L’homme s’est toujours adapté ?

Klima : Est-ce-que vous pensez qu’on parle suffisamment du changement climatique en Bretagne ? Qu’on a une perception claire des phénomènes cumulés ? (la submersion, l’érosion, la sécheresse, la baisse du niveau des nappes phréatiques…)

MYD : Oui, je pense qu’on en parle bien. Suffisamment, je ne sais pas si je suis bien placée pour en juger, mais il me semble que oui, on en parle suffisamment. Par contre, je ne suis pas sûre qu’on nous en parle toujours dans les bons termes. C’est à dire que le sujet me semble clivant parce que les médias ont tendance à entretenir un discours catastrophiste. C’est-à-dire, quand on parle de l’effet du changement climatique, c’est tout de suite « submersion », « catastrophe »… Il y a le vieux fond judéo-chrétien, qui dépasse même d’ailleurs ces cultures-là, de l’espèce de punition divine, de fatalité, qu’on parle du déluge ou qu’on parle de la submersion de la ville d’Ys. A partir du moment où le discours est entretenu dans ce sens-là, je pense qu’il est clivant parce qu’il y a les climato-sceptiques qui ne voudront rien entendre, et puis il y a les autres qui vont dire « mon dieu c’est terrible ce qui va se passer ».

L’archéologie permet de prendre du recul par rapport à ce sujet. Je ne nie pas du tout l’accélération du processus, je ne dénie pas non plus l’effet des actions humaines actuelles – l’industrialisation qui accélère le processus –  mais l’archéologie et les sciences connexes nous démontrent que nous sommes dans un processus qui s’est engagé il y a 10 000 ans. On est dans une phase, depuis 10 000 ans, de réchauffement climatique avec montée du niveau marin, qui s’est plutôt d’ailleurs ralentie quand on regarde la courbe d’évolution sur les 10 000 dernières années. C’était une courbe qui était extrêmement rapide et très importante pour toute la période mésolithique, néolithique, et puis là, on est plutôt dans un effet de plateau, avec un processus qui se continue.
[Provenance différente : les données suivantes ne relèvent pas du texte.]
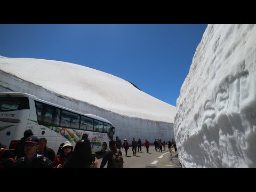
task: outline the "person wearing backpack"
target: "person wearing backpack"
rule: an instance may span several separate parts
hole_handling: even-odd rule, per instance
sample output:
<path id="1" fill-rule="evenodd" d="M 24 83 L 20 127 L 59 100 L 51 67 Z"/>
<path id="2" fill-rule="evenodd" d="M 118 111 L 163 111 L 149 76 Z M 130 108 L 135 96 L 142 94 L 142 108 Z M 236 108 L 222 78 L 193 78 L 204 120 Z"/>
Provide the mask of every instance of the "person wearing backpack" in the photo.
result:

Je pense que ça peut être une autre manière d’aborder les choses, non pas d’être fataliste, mais de dire « on est dans un processus qui s’est engagé depuis longtemps, donc ça ne sert à rien d’entretenir un discours catastrophiste parce que l’archéologie nous montre aussi que, depuis 10 000 ans, les populations se sont adaptées à ces changements ». Les gens ont bougé, les activités ont évolué. Donc, je pense qu’il faut un petit peu pondérer aussi le discours. Et peut-être que si on était dans quelque chose justement d’un petit peu plus factuel, un regard un peu plus factuel sur ce processus, ce qui ne veut pas dire qu’il ne faut rien faire pour ralentir le processus… Mais je pense qu’on porterait un autre regard et que peut-être on aurait un peu plus d’adhésion des gens, et que ça couperait un peu l’herbe sous le pied aux climato-sceptiques, en disant « mais si, la question elle existe, puisqu’on s’inscrit dans une très longue durée ».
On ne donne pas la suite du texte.